We have been growing the American variety. It is a long, rangy, indeterminate plant - the kind we have to grow, with our pernicious septoria leaf spot problem - with large fruits up to 2 pounds in size, but averaging about 1 pound each. The Russian Persimmon is a smaller determinate plant with smaller fruit, and we have not grown it. Persimmon was the first ripe tomato we harvested this year, which is amazing considering its size. Usually the cherry tomatoes are the first, but this year they were a day or two behind. It is quite likely that Persimmon will be the last tomato harvested as well, or if not within a day or two of it. In short, it has the longest production time of any tomato we grow, and per-plant productivity is high.

The tomatoes are delicious raw, with a rich but not too acidic flavour and firm, dense flesh low in seeds; smooth and melting in texture in the mouth. If they produce more than  you can eat raw, they cook and can very well. They are too moist to be a true canning tomato, but their productivity means they end up being a substantial contributor to our tomato sauce, and they hold up their end well. If you use them in canning, be sure to add vinegar or lemon juice though, as I suspect they are indeed on the low-acid end of the tomato range. 

They are described as being ripe in 80 days from planting out. Are all our other tomatoes that late or later? Maybe. We need to start growing some earlier ones. We have had no problems with splitting or blossom end rot, both of which affected other tomatoes this year what with the heat and drought. They do tend to be a little on the soft side, and start so low on the plant and get so big that they can get trapped and distorted by their own vines; it's a good idea to monitor them a bit as they grow. Slugs like this one too so watch for them. Otherwise, these have been as trouble-free as any tomato we grow. The ones in the picture are late specimens, and so a bit smaller and wonkier in shape than the best of them. The core is substantial, as it needs to be to support so large a tomato. As I say, we regard this as our most important tomato variety; one we automatically allot 3 out of our 14 trellises to every year and then ask, okay what else shall we grow?

The history of this tomato is somewhat unclear to me. There are claims out there that his was grown by Thomas Jefferson in the 1780s. That seems very unlikely to me; 18th century tomatoes were generally smaller and more ribbed, not to say red. On the other hand, if anyone had access to orange tomatoes then, it would have been him. However, Carolyn Male found no reference to it in his journals and thinks it very unlikely this tomato appeared before the 1880s, which is what Tatiana's TomatoBASE lists. What does seem likely is that this tomato entered wide circulation through Kent Whealy and the Seed Savers Exchange, via Ken Ettlinger of the Long Island Seed Project, who received the seed originally from Ben Quisenberry. Ben Quisenberry was a notable figure in  heirloom tomato circles; his small seed company called Big Tomato Gardens in Syracuse, Ohio was the source of many of the tomatoes that formed the foundation of the modern heirloom seed movement. Where he would have gotten it is unknown; it is even possible it is of his own breeding or at least that he selected and shaped it in its present form.
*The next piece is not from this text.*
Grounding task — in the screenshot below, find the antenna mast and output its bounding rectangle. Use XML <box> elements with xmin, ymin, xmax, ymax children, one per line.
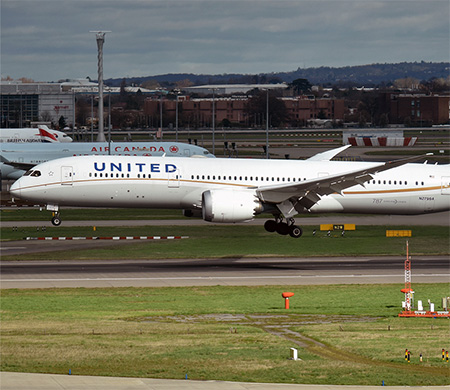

On which note, there seems to be quite a lot of variation in what people report from growing Persimmon. Some people don't find it productive at all. It is possible that its qualities vary in varying conditions, but it is equally likely that it has been around long enough that there are some fairly different strains of it out there. If you try it and it doesn't live up to expectations, try getting seed from a different source before you give up. Our seed came from Tatiana's TomatoBASE.